Die Geschichte dieser Zeit ist auch zugleich eine Entwicklungsgeschichte[29] des Tierhandels in Europa, denn auf diesem Gebiete mußte alles erst durch Experimente gelernt werden. Der größte afrikanische Tiertransport, den ich je erhielt, traf im Jahre 1870 nach der Eröffnung des Suezkanals2 ein, der neben dem kürzeren Weg nach Indien uns auch die Verladung der afrikanischen Transporte in den Küstenorten des Roten Meeres ermöglichte. Am Pfingstmontag dieses Jahres trafen gleichzeitig von dem schon bekannten Casanova und von einem anderen italienischen Reisenden namens Migoletti Nachrichten ein, daß beide mit großen Tiertransporten aus dem Inneren Afrikas unterwegs seien. Casanova meldete, ich möge ihm sofort nach Suez entgegenreisen, denn er sei schwer erkrankt und fürchte, die Seinen in Wien nicht mehr wiederzusehen. Migoletti drahtete, daß er Casanovas Karawane begegnet sei und wahrscheinlich mit demselben Dampfer in Suez ankommen würde. Hier galt kein Säumen. Mit einem ägyptischen Kreditbrief wohl versehen, reiste ich schon am nächsten Tage in Begleitung meines jüngsten Bruders Diederich über Triest nach Suez, wo wir nach einer Fahrt von neun Tagen glücklich ankamen. Schon bei der Einfahrt in den Bahnhof von Suez sahen wir in einem anderen Zuge Giraffen und Elefanten, die uns wie zum Gruße ihre Köpfe entgegenstreckten. Den armen Casanova trafen wir schwerleidend im Suezhotel an. In einer Hiboko, einer landesüblichen Art von Sänfte, hatten ihn seine treuen Träger nach hier geschafft. Er war ganz ohne Hoffnung. Er bat mich, ihm für seine Tiere anzurechnen, was recht sei, und den Betrag an seine Frau in Wien gelangen zu lassen. Im Beisein des italienischen Konsuls setzten wir das Schriftstück auf, welches Casanova mit entkräfteter Hand zitternd unterschrieb.[30]
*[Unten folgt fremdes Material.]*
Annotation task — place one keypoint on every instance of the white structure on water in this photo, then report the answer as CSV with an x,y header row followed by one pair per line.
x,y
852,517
Es war sein letzter Großtransport, und wir mußten von ihm scheiden. Die Ahnung des nahen Todes trog den Ärmsten nicht, er hat die Heimat nicht wiedergesehen.

Mit aller Tatkraft mußte ich mich jetzt der Tierkarawane zuwenden, die ohne das wache Auge des Herrn in große Verwahrlosung geraten war. Nie werde ich das eigenartige Bild vergessen, welches sich mir bot, als wir den Hof hinter dem Hotel betraten. Hätte ein Maler dieses Bild gesehen, so würde er es vielleicht unter dem Titel »Gefesselte Wildnis« verewigt haben. Elefanten und Giraffen, Antilopen und Büffel waren rings an Palmenbäumen angebunden. Dazwischen liefen sechzehn große Strauße frei umher, und malerisch aufgestapelt zwischen allen möglichen Gerätschaften, Gefäßen und Sonnensegeln sprangen und brüllten in sechzig Transportkisten dreißig gefleckte Hyänen, Löwen, Leoparden, Jagdpanther, Luchse und Zibetkatzen. Affen und Papageien zeterten um die Wette. Dazwischen stolzierten gravitätisch Marabus, kreischten Raubvögel und grunzten junge Nashörner. Nach Aufnahme einer langen Liste der gesamten Tierkarawane erwartete uns nicht nur eine wahre Herkulesarbeit hinsichtlich des Weitertransportes, sondern auch ein regelrechter Kampf nach verschiedenen Seiten. Da die meisten Leute Casanovas krank waren und den armen Tieren vor allen Dingen ihr Recht zu verschaffen war, mußte ich zunächst eine Anzahl Araber zu Hilfeleistungen annehmen. Wir hatten uns indes kaum das Lager bereitet und wollten gerade die Tiere füttern, als plötzlich ein Haufe wenig vertrauenerweckender Gestalten in den Hof eindrang und mit wilden Gebärden Geld von mir verlangte. Der Anführer wies sich als einer der Begleiter Casanovas aus und behauptete, dieser schulde ihm Geld. Falls ich nicht bezahlen würde, wolle man mir die ganze Geschichte in Brand stecken. Nun gibt es im Orient ein Allheilmittel für alle aufgeregten Gemüter, und das heißt »Bakschisch«. Ich versprach, ihm seinen Lohn zu geben, und gab dem Mann gleichzeitig ein Trinkgeld von 50 Francs, worauf der Berserker sich auf der Stelle in ein Lamm verwandelte und mit Freuden meiner Aufforderung, die Tiere zu füttern, nachkam. Dasselbe[31] Trinkgeld hatte ich auch den übrigen Leuten Casanovas gegeben. Für die Lumpeneskorte ließ ich 5 Francs springen, und das Gesindel konnte sich kaum schnell genug entfernen, um das Bakschisch durch die Gurgel rinnen zu lassen.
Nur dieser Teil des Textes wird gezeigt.